Monday, July 05, 2004

Schopenhauer

Another passage from Nihilism before Nietzsche, that I found pretty amusing in its despair. (Is there something wrong with me since I read these words with a barely contained glee?) Anyway, not completely on topic, but it's good stuff nonetheless.

The world in Schopenhauer's view has a demonic heart of darkness at odds with human happiness. At eighteen, Schopenhauer asked himself if God created the world and concluded that the world was in fact the work of the devil. This opinion was tempered in his later thought but still reflects a profound moment of his fundamental insight. Eichenwal, a Russian Schopenhauerian, described this element of Schopenhauer's thought in 1910: "Something meaningless and lawless lurks in the world's foundation--hence, the world cannot but lie in evil." Will is not the magic word that unlocks the world, but the name of the enemy of truth and happiness. The will constantly tortures itself without rhyme or reason. It is a monstrous inhuman force that through its blind and aimless activity makes this world into a hell. And even more monstrous is the fact that we ourselves are nothing other than this self-torturing will, that we ourselves in our heart of hearts are this dark, malevolent god.

Standing atop the various objectifications of the will as the most fully individual being, we are the masters and possessors of nature. We live on other beings; their existence is sacrificed to our comfort and enjoyment. However, we are not the happiest but the most miserable of beings. As the most individual being, we are the greatest enemies of our own happiness. Knowledge which shows us so clearly how to attain what we desire shows us as well the infinity of other desirable things that are concealed from beings who live only by their instincts. Each individual seeks only his own aggrandizement and is willing to sacrifice not merely all of nature but all of his fellow human beings to this end. Man, the master of nature, cannot master himself and thus repeatedly inflicts the most terrible suffering upon himself and his fellows.
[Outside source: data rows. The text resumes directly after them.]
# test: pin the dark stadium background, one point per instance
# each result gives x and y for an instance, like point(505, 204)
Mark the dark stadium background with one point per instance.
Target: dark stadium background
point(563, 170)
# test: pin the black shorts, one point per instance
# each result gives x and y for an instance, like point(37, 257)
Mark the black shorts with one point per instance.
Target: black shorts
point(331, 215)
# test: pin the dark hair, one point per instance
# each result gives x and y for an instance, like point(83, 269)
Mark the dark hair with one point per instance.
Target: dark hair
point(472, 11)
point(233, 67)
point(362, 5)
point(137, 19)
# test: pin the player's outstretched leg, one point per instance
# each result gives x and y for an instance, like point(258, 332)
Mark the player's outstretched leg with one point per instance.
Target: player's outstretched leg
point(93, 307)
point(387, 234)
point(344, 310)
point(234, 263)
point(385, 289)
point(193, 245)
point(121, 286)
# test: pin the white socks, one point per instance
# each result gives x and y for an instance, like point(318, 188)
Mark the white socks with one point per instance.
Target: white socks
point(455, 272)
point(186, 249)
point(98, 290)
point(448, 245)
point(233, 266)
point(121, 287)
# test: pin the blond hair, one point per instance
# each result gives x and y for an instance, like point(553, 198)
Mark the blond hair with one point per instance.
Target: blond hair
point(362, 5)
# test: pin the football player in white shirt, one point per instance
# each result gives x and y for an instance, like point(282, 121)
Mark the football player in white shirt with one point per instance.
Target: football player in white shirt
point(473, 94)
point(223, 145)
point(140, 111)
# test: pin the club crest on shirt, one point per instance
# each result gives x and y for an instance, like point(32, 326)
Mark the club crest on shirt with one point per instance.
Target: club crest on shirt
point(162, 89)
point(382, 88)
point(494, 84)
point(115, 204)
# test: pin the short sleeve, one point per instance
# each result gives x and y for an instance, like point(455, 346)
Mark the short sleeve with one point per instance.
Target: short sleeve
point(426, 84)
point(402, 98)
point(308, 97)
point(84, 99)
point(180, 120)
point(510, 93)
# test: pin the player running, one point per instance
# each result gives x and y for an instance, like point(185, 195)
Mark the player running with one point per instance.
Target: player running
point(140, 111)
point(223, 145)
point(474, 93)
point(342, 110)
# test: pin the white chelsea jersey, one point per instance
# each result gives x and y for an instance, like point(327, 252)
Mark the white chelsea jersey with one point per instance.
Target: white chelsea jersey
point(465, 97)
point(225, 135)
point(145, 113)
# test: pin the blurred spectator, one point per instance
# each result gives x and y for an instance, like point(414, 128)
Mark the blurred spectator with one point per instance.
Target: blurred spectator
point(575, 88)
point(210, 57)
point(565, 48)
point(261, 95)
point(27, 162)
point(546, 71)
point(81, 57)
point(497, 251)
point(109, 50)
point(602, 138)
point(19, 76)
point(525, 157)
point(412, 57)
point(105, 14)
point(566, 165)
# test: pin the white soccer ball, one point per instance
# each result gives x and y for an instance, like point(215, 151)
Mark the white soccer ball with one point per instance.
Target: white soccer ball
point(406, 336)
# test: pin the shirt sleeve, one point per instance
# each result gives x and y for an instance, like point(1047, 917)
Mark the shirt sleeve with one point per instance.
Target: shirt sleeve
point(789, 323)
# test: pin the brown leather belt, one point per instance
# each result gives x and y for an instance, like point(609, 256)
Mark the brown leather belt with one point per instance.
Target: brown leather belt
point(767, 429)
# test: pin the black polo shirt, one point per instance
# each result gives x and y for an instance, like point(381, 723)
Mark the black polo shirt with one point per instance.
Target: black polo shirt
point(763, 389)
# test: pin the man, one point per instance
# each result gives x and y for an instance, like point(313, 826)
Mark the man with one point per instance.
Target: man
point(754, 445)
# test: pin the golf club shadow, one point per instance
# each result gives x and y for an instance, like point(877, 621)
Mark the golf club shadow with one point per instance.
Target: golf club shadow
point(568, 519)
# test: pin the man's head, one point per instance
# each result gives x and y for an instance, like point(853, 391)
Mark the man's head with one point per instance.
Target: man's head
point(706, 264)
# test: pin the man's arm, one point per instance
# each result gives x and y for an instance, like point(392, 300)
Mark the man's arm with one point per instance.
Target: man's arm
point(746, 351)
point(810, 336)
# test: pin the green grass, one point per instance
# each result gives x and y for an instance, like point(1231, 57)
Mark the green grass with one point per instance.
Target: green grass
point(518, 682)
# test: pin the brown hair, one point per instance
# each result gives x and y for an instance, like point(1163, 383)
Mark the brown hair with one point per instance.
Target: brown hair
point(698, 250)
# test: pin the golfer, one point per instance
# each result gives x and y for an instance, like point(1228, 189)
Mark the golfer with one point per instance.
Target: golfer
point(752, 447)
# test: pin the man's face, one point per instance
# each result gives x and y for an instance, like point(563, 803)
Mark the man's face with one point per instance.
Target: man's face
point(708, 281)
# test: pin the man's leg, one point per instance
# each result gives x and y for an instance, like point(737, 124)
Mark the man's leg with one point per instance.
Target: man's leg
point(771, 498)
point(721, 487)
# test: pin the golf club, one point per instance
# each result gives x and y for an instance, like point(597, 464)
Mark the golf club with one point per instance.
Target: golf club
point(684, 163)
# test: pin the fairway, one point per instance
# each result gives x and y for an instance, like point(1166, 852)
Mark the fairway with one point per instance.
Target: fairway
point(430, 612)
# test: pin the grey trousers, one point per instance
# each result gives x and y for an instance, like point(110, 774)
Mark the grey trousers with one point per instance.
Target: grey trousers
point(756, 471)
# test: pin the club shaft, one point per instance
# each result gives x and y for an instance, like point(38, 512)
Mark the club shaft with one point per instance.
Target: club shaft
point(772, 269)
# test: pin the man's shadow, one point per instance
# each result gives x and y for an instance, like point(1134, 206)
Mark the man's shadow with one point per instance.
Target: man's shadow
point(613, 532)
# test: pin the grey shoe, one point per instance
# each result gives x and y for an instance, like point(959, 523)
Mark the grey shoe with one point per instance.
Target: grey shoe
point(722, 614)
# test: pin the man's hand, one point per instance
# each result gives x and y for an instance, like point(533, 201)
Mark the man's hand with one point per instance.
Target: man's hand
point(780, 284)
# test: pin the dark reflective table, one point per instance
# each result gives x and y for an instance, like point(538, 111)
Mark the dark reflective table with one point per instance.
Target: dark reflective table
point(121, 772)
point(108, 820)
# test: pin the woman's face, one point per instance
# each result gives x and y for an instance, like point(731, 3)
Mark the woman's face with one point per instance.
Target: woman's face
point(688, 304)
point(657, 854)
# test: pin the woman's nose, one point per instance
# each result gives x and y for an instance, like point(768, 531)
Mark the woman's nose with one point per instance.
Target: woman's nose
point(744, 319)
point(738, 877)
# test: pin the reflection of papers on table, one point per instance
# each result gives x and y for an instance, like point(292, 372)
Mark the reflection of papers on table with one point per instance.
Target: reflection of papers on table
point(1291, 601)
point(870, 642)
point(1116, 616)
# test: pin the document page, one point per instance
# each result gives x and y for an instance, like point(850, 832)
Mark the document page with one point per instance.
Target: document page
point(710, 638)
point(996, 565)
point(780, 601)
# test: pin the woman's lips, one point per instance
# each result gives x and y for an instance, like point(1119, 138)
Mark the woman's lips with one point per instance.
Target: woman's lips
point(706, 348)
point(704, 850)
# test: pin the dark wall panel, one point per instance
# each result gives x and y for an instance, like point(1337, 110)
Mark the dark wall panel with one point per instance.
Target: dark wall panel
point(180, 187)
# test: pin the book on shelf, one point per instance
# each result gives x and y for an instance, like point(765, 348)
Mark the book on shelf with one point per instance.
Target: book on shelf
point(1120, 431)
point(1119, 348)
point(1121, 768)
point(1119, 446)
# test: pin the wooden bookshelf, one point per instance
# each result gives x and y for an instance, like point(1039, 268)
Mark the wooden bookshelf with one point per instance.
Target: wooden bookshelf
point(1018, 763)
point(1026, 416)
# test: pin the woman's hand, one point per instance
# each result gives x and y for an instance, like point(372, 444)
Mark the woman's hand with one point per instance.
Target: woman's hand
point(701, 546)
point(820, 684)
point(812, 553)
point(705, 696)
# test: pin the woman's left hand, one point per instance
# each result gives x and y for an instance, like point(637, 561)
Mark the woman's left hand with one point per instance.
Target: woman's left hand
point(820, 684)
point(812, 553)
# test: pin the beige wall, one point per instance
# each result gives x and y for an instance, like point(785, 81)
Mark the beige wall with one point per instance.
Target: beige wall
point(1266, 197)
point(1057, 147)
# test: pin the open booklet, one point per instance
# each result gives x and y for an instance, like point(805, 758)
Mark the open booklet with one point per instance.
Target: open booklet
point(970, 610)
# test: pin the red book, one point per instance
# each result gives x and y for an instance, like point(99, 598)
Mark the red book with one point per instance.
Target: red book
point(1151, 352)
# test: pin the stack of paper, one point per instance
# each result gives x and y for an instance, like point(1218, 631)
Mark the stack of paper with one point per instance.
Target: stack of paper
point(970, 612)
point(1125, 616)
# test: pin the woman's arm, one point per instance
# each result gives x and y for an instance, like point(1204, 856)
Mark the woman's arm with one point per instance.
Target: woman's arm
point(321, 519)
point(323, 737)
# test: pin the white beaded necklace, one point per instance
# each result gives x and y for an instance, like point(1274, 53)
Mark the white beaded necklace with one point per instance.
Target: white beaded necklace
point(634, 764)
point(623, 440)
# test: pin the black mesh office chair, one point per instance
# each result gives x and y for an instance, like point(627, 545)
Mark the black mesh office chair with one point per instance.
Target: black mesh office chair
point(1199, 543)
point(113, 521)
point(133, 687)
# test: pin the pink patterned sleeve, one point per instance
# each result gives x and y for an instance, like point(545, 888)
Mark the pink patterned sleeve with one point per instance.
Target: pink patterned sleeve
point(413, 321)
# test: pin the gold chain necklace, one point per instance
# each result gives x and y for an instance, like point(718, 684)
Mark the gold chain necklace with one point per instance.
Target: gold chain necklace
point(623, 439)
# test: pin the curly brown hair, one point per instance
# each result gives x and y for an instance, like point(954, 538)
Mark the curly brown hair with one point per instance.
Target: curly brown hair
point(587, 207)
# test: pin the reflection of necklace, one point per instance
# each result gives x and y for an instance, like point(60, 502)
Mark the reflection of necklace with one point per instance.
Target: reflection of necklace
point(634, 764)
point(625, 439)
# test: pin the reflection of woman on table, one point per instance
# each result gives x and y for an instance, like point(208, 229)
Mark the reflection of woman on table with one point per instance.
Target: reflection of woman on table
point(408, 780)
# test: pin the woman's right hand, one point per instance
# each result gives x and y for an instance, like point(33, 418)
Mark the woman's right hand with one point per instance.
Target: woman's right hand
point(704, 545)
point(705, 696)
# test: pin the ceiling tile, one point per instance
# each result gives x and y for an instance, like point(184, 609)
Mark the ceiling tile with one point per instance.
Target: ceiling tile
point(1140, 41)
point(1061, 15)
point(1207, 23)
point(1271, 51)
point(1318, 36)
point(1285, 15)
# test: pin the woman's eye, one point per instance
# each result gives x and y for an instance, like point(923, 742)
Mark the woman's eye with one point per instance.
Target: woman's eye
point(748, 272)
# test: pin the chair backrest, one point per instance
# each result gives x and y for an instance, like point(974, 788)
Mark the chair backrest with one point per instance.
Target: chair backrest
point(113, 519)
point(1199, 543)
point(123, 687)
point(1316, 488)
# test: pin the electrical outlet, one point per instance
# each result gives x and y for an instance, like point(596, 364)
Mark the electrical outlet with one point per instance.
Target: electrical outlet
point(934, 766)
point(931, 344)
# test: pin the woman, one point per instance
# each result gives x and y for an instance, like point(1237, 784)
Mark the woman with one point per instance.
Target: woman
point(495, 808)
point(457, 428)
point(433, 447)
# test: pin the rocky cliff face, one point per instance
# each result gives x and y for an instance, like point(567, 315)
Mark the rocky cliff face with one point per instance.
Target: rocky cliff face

Human beings have tried to solve this problem. The formation of the state, as Hobbes pointed out, is an attempt to harmonize all interests and wills in the interest of human happiness and prosperity. In Schopenhauer's view, however, there is no political solution, since politics itself is always employed as an instrument of torture by egoistical individuals striving to aggrandize themselves. Moreover, even if a political solution in this conflict were possible, it would not produce happiness, for peace and prosperity lead only to a "life-destroying boredom, a lifeless longing without a definite object, a deadening languor." Life, as Schopenhauer sees it, is thus a constantly prevented dying, and the alertness of man a constantly postponed boredom. There is no way out; the life of every man is a tragedy.


Now I had something to say about all that, but I forgot. I will hope it comes back to me later, and if so, I will post it.